Dear Mr. Haulman,
I am writing to you in support of the Jonestown Memorial sponsored by the Jonestown Memorial Fund. I like to explain why.
The Jonestown tragedy happened when I was six, followed by the murders of George Moscone and Harvey Milk. Six months later my mother was selected to be in the gallery during Dan White’s trial. What shocked her was the fact that Dan White looked so normal, a man she could’ve dated, a man she could’ve known. Years later, I had my own realization about the Jonestown victims.
I started doing research on Jonestown/Peoples Temple for a Young Adult novel. During my research I found that yes, many of the disciples did horrible terrible things in Jim Jones’ name. However, in the middle of my research, I was blessed with a new nephew. His mother sent me a picture of him with his older brother. His older brother looked like one of the young victims, John Victor Stoen. At the time, my nephew was six, the same age John was when he died. This child wasn’t a "crazy cultist" or a "wacko" This was a little boy who was in the wrong place in the wrong time.I like to believe my oldest nephew and Jon could’ve been friends.

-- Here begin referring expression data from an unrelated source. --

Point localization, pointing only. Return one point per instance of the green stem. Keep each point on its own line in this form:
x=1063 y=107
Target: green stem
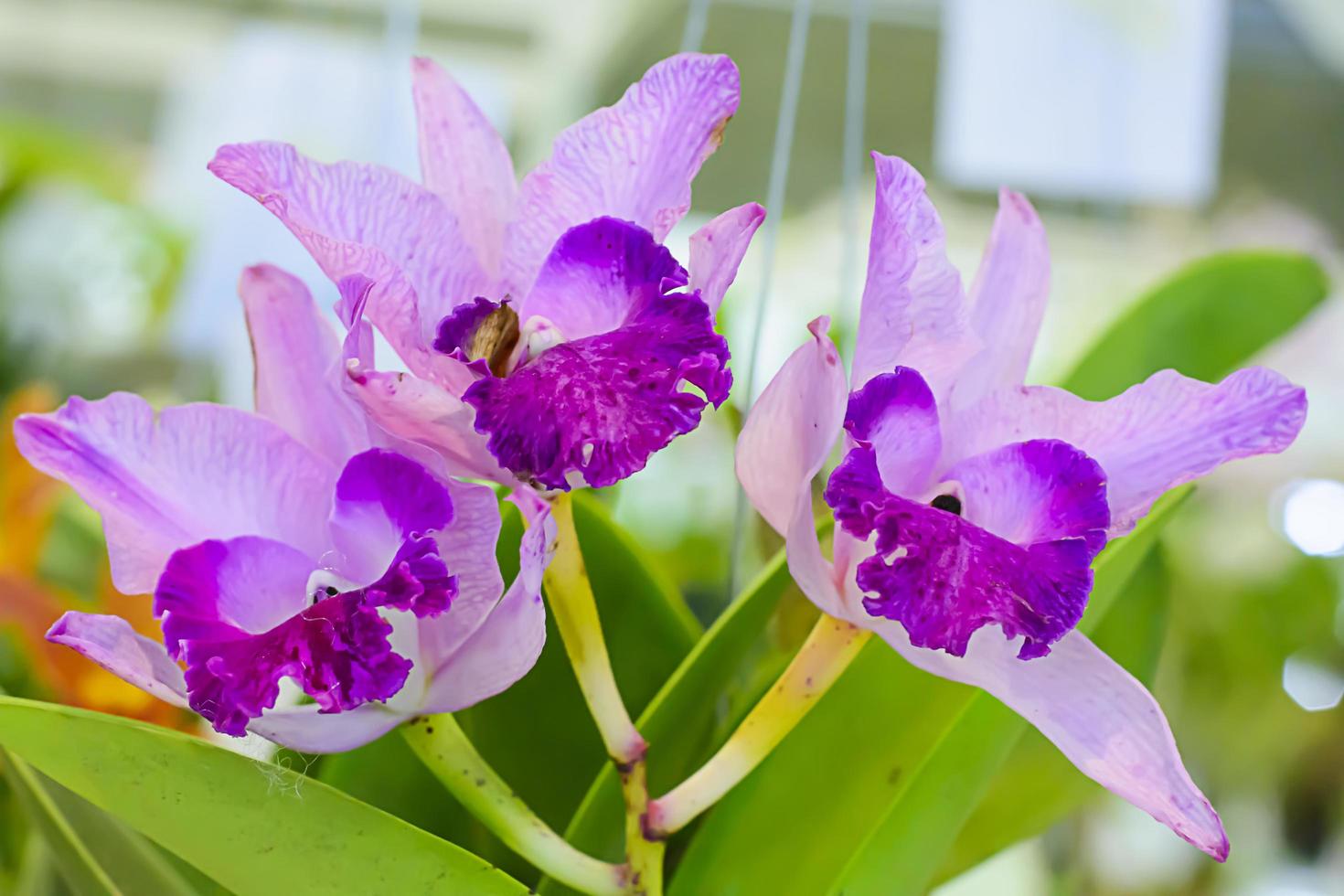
x=827 y=652
x=574 y=612
x=440 y=741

I thought of Grace Stoen-Jones, John’s mother. To survive your child’s death is unthinkable. But at least now when she visits his grave at Evergreen, she can have the small comfort of seeing his name on the memorial. I visit my grandparents’ grave on a regular basis, and just the thought of them being in a mass grave–without their names engraved on the stone–would’ve made me so sad. I like seeing their names on the headstone, and it makes me remember them with fondness.
I will admit I wasn’t sure about the idea of having Reverend Jones’ name on the memorial. However, the memorial has been built. If Reverend Norwood has her way, the memorial would be destroyed. Not only would that be throwing the proverbial baby out with the bathwater, what’s next? Someone objects to a name on the Vietnam War Memorial and asks The Wall gets destroyed? Or if someone objects to a name on the Oklahoma Bombing Victims memorial, will that memorial be taken down? The memorial is here, it’s been built. Destroying it could set a dangerous precedent.
I know Reverend Norwood has devoted her time setting up memorial services through the years. She is to be commended for her work. But fighting and acting out in anger isn’t the answer. Trying to find empathy and common ground is the answer.
I will not be in Court on May 26th because of a work commitment. However I hope to be at the memorial service on May 29th. I will see the names of the people I’ve been researching the past year: Patricia Houston, the shy girl who raised a fist of support to her stepmother as Temple members took her away; Christine Miller, the woman who spoke out against Jones on November 18th; Deanna Wilkinson, the woman on the NBC footage who sang "That’s The Way Of The World" with such passion; Bob Brown who was killed doing his job filming the airstrip shootings. These people, and the other 915 people who died, were people I could’ve known. Many people did know them.And they all deserve this memorial.